第35章 新曲
すると、私の代わりに今度は沖矢さんが目暮警部の質問に対して口を開いた。
「ええ、恐らく複数の人間で。ステージの上のバーに滑車でも着いていない限り、1人ではほぼ不可能でしょうから」
「あと気になるのは、ステージ袖に置かれたパイプイスと余ったロープと工具箱。それと遺体を吊り上げ客席に繋がれていたロープの結び目近くに残されていた奇妙な穴ですね」
「そして、タコ糸が付いた野球のボールも客席の途中に落ちてたよ」
沖矢さんの後にも安室さん、コナンくんと順々に続けてそれぞれが調べた事を話していく。
「はぁ、よくもまぁ入れ替わり立ち替わり毎度毎度探偵がいるもんだ」
「あ、あはは」
まるで示し合わせたかのように連携の取れた彼らの話ぶりに目暮警部が溜息をついた。ま、部外者にウロウロ現場を調べられた上に我が物顔で状況を語られれば良い気はしないだろうな。
「おいくん、他人事のような顔だが君も含まれてるからな」
「へっ!?い、いや私は探偵なんかじゃなくて歴とした警察官ですから!」
「プライベートでこの事件の遭遇率だと、立派に彼らの仲間入りだと思いますよ」
「ちょ、高木くんまで……」
だいぶ不名誉な言われようだ。
そんなこんなで、目暮警部の指示によりここにいるスタッフへと詳しく話を聞くこととなった。

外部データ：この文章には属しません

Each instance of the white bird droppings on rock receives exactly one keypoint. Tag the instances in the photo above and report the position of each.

その後行われたスタッフへの聞き込みをまとめると、波土さんの死亡推定時刻の午後4時半から5時半の間に長時間姿が確認されていないのは布施さんと円城さんの2人。そして雑誌記者の梶谷さんも怪しいとされ、容疑者はその3人となった。
だが、ここで不可解なことが1つ。円城さんの姿が確認されていないのは4時半から4時50分、布施さんは5時から5時15分、梶谷さんがスタッフからジャンパーを買ってホールに入ったのは5時20分頃である。故に、3人のうちの誰かと誰かが共謀するのは不可能なのだ。
因みに布施さんは大学までラグビーを、円城さんは中学の頃にテニスを、梶谷さんは登山部の幽霊部員をそれぞれやっていたそうだ。被害者の波土さんは高校まで野球をやっていて、強肩の外野手だったらしい。現場から見つかった野球ボールは、円城さんの証言により波土さんが高校卒業時に野球部のみんなからもらったボールだと判明した。